Former JPMorgan Chase & Co. trader Damien Bombell, who left when the bank closed a unit that bet on commodities last year, started a hedge fund to invest in metals, grains and energy.

The Strand Global Macro Fund began investing this year with money provided by Bombell and his partners, he said in a telephone interview. The fund plans to start trading with capital from outside clients in January, and is seeking to have at least $200 million under management, he said.

“The reason why people should invest in strategies like mine is that we are not in an investing environment anymore,” he said in an Oct. 7 interview. “For the next five to 10 years, we are likely to be in a very disjointed market place, where politicians lurch from one crisis to another. You need tactical traders and people who are mentally flexible.”

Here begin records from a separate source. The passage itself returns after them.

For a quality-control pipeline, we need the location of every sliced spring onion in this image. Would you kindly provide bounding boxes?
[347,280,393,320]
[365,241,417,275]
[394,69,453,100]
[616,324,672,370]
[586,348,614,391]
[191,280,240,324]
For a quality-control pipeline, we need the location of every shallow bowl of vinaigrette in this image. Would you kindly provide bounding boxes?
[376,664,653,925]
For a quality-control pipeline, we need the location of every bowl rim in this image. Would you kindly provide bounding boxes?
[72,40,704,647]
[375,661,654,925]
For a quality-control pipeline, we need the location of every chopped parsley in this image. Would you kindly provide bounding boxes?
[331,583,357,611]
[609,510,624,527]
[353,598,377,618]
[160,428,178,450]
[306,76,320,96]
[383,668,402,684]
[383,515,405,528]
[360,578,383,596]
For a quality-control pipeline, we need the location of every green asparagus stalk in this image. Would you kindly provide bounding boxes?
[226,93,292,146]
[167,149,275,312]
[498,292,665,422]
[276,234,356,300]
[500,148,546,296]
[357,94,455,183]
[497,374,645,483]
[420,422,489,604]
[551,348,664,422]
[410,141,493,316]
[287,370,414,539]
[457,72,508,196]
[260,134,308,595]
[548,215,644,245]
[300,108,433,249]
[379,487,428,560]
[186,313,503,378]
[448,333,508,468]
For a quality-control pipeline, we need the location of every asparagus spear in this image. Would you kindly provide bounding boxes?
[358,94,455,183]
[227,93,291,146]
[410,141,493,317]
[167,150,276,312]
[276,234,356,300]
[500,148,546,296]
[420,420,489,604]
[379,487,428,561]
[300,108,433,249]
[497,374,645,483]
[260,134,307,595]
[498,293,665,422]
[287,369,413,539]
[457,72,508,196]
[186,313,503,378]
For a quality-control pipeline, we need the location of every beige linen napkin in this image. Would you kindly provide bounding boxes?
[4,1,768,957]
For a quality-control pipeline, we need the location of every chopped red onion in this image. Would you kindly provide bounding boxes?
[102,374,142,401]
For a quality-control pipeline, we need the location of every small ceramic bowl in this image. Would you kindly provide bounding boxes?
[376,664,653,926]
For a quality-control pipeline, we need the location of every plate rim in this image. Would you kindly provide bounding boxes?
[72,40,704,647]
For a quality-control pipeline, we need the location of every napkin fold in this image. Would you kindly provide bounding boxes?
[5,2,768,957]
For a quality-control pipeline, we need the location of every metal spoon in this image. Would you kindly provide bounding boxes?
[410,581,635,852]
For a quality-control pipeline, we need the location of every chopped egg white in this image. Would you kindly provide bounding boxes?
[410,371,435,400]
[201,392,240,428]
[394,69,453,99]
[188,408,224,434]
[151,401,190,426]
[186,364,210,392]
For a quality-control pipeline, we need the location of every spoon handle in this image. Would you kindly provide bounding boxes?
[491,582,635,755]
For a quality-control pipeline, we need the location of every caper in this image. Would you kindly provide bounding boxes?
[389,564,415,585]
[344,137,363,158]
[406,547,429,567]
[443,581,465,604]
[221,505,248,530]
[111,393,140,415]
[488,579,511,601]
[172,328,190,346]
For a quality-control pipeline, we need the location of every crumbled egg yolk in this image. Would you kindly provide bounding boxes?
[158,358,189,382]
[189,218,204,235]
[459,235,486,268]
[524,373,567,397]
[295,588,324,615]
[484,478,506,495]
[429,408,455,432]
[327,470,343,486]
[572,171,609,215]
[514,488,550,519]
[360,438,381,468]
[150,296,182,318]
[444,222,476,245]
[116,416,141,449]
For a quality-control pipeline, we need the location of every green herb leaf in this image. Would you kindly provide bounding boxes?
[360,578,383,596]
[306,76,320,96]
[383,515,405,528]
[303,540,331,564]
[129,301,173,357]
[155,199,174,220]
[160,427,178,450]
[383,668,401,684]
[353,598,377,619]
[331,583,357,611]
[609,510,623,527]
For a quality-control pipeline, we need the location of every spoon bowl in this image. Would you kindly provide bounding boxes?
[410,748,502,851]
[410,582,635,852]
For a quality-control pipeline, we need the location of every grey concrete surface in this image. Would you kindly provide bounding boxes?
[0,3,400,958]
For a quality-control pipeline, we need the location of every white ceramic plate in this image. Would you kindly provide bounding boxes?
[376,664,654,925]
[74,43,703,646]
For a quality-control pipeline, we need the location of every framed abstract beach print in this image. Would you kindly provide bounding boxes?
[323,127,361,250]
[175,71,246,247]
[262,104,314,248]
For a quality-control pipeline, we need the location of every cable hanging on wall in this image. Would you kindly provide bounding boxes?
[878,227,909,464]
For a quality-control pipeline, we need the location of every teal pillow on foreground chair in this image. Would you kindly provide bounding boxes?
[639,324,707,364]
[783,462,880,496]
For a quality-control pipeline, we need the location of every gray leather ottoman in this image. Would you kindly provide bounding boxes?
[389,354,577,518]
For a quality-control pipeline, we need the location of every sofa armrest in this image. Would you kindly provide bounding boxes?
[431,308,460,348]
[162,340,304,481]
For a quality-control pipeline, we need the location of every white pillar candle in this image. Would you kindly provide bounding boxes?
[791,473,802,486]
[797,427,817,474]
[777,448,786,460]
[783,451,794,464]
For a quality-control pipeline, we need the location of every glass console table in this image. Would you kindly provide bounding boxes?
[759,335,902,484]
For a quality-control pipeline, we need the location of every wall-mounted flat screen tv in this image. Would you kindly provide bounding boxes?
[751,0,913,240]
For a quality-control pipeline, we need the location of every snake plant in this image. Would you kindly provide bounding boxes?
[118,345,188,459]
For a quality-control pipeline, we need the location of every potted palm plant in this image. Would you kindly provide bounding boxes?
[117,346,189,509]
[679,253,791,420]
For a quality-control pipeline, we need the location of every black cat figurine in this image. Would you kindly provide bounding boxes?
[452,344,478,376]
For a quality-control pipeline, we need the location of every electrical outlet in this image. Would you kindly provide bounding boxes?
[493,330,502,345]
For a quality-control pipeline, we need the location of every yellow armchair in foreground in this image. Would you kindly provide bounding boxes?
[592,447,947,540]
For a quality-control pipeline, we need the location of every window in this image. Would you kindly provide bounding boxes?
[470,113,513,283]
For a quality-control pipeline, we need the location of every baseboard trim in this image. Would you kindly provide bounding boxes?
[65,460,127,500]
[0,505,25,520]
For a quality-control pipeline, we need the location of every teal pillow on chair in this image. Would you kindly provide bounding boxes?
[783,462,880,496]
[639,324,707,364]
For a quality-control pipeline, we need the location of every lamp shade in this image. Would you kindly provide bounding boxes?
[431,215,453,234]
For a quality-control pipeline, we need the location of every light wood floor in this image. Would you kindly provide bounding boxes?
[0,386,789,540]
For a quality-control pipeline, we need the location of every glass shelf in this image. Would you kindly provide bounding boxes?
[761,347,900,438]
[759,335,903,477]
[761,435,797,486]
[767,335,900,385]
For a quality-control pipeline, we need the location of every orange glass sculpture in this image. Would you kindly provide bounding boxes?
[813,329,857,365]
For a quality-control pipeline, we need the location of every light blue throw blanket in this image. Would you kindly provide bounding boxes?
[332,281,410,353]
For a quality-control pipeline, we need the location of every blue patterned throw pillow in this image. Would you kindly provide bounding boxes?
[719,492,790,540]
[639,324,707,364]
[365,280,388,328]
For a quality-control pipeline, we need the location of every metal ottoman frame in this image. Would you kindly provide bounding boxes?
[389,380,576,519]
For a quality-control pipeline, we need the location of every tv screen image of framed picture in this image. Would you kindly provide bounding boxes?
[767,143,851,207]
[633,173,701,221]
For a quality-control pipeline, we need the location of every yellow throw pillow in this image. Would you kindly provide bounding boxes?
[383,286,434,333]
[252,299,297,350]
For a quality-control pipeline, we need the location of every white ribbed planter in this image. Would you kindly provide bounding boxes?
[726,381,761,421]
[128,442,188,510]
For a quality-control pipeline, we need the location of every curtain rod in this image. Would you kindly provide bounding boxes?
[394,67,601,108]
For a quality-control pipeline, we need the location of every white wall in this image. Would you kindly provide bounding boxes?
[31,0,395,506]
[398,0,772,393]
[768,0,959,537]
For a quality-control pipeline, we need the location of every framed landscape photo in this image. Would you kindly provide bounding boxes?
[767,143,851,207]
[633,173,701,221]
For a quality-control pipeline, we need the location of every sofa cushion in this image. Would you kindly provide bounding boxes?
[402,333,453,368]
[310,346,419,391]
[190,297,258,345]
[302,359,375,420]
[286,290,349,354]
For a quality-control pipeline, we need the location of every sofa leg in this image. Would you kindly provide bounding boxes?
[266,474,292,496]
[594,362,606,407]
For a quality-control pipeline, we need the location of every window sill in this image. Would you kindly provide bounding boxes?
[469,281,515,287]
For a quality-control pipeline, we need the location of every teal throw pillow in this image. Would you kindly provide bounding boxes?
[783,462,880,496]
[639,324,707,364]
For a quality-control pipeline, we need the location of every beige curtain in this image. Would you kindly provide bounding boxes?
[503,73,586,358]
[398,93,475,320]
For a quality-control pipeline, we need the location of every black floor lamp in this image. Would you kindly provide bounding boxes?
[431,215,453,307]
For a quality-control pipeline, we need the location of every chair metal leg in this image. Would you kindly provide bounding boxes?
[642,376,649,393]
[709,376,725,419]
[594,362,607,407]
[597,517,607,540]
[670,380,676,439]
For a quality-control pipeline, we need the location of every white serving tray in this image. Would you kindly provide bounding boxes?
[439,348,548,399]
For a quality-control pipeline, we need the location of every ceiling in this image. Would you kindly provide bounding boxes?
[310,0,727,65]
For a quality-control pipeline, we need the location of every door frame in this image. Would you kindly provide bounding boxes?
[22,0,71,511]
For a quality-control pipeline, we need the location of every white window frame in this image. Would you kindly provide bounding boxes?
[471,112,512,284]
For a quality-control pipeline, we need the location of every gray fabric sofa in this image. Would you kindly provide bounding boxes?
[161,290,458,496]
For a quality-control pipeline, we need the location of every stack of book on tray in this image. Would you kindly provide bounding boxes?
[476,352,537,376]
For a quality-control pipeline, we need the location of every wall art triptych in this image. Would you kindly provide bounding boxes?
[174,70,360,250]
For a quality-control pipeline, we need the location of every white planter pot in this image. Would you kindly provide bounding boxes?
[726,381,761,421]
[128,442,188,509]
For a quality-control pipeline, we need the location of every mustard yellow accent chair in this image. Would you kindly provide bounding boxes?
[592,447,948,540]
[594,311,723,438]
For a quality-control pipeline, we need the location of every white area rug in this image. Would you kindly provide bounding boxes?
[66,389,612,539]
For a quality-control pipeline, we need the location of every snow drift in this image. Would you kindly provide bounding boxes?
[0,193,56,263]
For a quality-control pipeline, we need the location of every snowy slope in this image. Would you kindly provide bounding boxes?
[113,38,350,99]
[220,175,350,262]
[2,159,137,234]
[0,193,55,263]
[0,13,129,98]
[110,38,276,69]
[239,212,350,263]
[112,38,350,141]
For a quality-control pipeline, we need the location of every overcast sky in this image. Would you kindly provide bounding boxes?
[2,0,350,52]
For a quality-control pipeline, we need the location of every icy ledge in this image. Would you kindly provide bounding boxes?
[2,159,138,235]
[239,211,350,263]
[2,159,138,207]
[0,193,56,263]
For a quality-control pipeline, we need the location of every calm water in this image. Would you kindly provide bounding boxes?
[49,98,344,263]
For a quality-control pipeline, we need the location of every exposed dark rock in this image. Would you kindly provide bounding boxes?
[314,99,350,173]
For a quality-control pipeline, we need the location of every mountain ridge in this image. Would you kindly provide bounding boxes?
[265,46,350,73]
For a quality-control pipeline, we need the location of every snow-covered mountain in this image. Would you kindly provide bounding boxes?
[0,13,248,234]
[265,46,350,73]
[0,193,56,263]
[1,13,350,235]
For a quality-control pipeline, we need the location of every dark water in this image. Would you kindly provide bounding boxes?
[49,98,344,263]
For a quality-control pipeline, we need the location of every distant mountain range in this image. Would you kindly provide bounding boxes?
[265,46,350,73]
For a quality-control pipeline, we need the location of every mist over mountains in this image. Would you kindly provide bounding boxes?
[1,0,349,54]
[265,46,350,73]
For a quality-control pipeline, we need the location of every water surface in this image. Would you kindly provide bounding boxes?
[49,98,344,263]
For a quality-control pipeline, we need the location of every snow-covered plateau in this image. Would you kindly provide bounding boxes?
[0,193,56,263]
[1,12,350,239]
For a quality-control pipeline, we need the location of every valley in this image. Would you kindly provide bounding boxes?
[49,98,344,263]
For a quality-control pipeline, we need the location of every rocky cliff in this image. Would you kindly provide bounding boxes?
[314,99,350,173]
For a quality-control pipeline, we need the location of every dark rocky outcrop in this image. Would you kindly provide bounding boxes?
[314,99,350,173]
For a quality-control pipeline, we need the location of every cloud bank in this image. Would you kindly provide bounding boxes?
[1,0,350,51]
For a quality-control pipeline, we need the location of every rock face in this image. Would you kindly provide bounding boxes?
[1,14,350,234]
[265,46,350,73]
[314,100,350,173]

Bombell, 39, left JPMorgan in November 2010 after the New York-based company told him and other members of the commodities proprietary trading desk it would shut down the unit to comply with U.S. rules that prevent banks from using their own money to wager on markets. He joins traders from firms including Goldman Sachs Group Inc., Citigroup Inc. and Morgan Stanley who’ve left to join or start hedge funds after the Volcker rule restricted risk-taking by banks following the collapse of Lehman Brothers Holdings Inc. and Bear Stearns Cos. in 2008.

20% Return Target

Hedge-fund startups had the most active first six months of the year since before the financial crisis, helped by investors seeking higher returns as central banks hold interest rates near record lows. Money managers founded 578 new hedge funds during the first six months of 2011, the most since the first half of 2007, according to Chicago-based Hedge Fund Research Inc.

The Strand fund will try to produce annual returns of 15 percent to 20 percent, said Bombell, who serves as chief investment officer of Zug, Switzerland-based Strand Asset Management AG.

Hedge funds are private pools of capital whose managers can buy or sell assets and bet on falling as well as rising prices. The Strand fund, like many of its peers, will charge clients 2 percent of assets under management to cover costs plus 20 percent of any profits.

Commodity prices as measured by the Standard & Poor’s GSCI Spot Index of raw materials gained 5.2 percent last week, erasing losses for the year. The increase, the biggest weekly jump since December, came after investors gained confidence that European policy makers would take steps to bolster the region’s banks. Oil and copper declined in August and September on concern that Europe’s debt crisis would hurt demand for commodities by spurring a global recession.

Bombell, who was born in Sydney, said the Strand fund is buying Arabica coffee based on his view that demand will outstrip supply. He’s also becoming “quite bullish” on Brent crude oil, predicting a “nasty situation” in which it could rise to $150 a barrel from about $110.

“That would ensure a global recession in 2012, regardless of the fix being found for euro zone banking and sovereign problems,” said Bombell.